AM/3DP offers a flexible fabrication modality to manufacture a complex build directly from its digital design representation. However, severe shortcomings of the AM/3DP processes related to the build quality and process repeatability are frequently reported in the literature. As a result, an unfulfilled need for an effective real-time quality monitoring system exists. The effects of various process parameters, such as laser scanning speed in SLM, must be acquired and utilized in the closed-loop control unit of a printer as input. In the reported work, as a model problem, the sensitivity of the spectral properties of 3D-printed mPCA samples to the printing (laser scanning) speed is evaluated and demonstrated using an ultrasonic NDE technique.

Because of the periodicity in its internal structures, a PCA causes its traveling ultrasonic wave pulses to disperse, leading to the formation of the PBs and SBs in its spectral response, which are sensitive to the variations in its process and material parameters. The role of a PCA in AM/3DP is similar to that of a witness coupon since it is printed alongside a build. However, in the proposed framework, the PCA is interrogated and monitored with ultrasound during processing in real time. For powder-based AM/3DP techniques, the reported relationship between the scanning speed and the mechanical and spectral features of mPCAs is among the critical parameters for the development of a monitoring strategy.

In a practical in situ monitoring system based on the proposed approach, this relationship as well as the sensitivities of these mPCA features to other process parameters (e.g., laser power and bed temperature) can be explored in real time and quantified without affecting the build properties in a systematic manner.

In the reported experiments, it is experimentally evaluated and quantified that the laser scanning speed (p_s), as one of the significant process parameters, has a strong relationship with the mechanical and spectral properties of the mPCAs. It is observed that the apparent Young's modulus (E_A), shear modulus (G_A), and Poisson's ratio (ν) were modulated by the increase of the laser scanning speed (p_s). With a 50% increase in the scanning speed (p_s), the average apparent Young's (E_A) moduli and shear (G_A) moduli, and Poisson's ratio (ν) increased by about 5.97%, 3.75%, and 1.42%, respectively. Moreover, the unidirectional shifting of the frequency peaks in the spectral responses of the pressure and shear waveforms demonstrates their sensitivity to laser scanning speed.

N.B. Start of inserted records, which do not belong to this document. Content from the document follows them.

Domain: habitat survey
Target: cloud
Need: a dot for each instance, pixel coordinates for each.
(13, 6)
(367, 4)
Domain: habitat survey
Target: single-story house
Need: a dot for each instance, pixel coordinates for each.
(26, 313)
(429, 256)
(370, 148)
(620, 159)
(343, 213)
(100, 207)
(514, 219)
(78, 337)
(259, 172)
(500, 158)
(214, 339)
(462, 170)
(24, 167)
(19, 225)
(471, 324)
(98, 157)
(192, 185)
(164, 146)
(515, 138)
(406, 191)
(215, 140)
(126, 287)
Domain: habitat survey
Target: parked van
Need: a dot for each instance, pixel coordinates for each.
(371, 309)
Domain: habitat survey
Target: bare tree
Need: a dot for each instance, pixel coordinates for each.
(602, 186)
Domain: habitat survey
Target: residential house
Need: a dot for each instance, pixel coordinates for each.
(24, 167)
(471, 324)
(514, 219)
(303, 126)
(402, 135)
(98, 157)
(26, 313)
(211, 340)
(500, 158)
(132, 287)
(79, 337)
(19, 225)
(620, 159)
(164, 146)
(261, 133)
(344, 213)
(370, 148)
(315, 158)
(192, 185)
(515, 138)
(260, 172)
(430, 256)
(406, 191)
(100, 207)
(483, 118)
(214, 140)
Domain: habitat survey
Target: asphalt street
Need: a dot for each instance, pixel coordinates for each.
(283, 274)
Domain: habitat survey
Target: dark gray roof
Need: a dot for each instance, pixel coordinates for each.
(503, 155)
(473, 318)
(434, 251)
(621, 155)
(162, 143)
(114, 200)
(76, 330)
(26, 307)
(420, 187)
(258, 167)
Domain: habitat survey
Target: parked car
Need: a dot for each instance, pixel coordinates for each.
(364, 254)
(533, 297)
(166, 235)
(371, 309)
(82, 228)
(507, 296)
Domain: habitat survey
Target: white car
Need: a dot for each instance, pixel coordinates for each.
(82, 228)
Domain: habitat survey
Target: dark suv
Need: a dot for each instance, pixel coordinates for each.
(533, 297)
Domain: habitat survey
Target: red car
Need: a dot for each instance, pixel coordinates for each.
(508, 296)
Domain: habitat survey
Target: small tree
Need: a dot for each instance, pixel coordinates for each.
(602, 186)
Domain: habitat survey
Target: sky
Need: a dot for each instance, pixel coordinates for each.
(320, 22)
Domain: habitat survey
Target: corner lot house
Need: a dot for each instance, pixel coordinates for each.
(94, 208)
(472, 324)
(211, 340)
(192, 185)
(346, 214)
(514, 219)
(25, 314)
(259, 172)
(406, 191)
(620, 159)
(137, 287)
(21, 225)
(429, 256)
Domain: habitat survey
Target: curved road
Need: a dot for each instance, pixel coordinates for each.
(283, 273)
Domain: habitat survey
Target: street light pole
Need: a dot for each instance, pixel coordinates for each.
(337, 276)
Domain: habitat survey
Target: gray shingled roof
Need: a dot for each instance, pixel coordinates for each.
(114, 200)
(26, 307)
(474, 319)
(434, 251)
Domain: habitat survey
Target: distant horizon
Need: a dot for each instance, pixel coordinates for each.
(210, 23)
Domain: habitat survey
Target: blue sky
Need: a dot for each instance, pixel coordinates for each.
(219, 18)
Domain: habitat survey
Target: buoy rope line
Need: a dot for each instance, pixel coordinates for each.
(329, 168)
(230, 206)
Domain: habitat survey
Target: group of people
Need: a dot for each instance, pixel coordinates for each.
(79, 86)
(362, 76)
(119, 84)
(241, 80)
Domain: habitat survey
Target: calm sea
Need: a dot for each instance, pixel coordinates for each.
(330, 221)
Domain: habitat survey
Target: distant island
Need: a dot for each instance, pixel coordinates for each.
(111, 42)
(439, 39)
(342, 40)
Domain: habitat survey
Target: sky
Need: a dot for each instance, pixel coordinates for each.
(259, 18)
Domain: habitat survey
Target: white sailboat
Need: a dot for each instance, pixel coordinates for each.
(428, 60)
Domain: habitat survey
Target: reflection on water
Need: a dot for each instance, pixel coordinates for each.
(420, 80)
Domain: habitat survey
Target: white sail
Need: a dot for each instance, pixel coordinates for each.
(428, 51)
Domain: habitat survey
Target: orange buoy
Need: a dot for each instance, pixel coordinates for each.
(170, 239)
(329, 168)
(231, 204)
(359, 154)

It is obtained that the peaks P₁, P₂, and P₃ are shifted by 9.33%, 2.10%, and 1.69% in the spectral responses of the pressure waveforms, and peaks S₁, S₂, and S₃ are shifted by 3.64%, 2.63%, and 0.98% in the shear spectral responses with a 50% increase of the scanning speed (p_s). The peaks at lower frequencies in the bandwidth are more sensitive to the laser scanning speed than those at higher frequencies for both pressure and shear waveforms. These frequency shifts are easily measurable. The corresponding changes in the mechanical properties due to the scanning speed and other process parameter variations can be utilized in a closed-loop control system.

The current study focuses on metallic powder-based AM with SLM. However, the applicability of the proposed in situ real-time framework with PCAs is broad and could apply to various other AM/3DP modalities and materials for quality monitoring objectives. Process optimization is outside the scope of our current study; however, it is noteworthy that in situ real-time monitoring of build materials in AM/3DP is critical for achieving stable and sound process optimization, as the presented ultrasonic monitoring framework provides a means to monitor and interrogate the effects of process parameters on the build mechanical properties in a noninvasive manner to take continuous or disruptive corrective actions.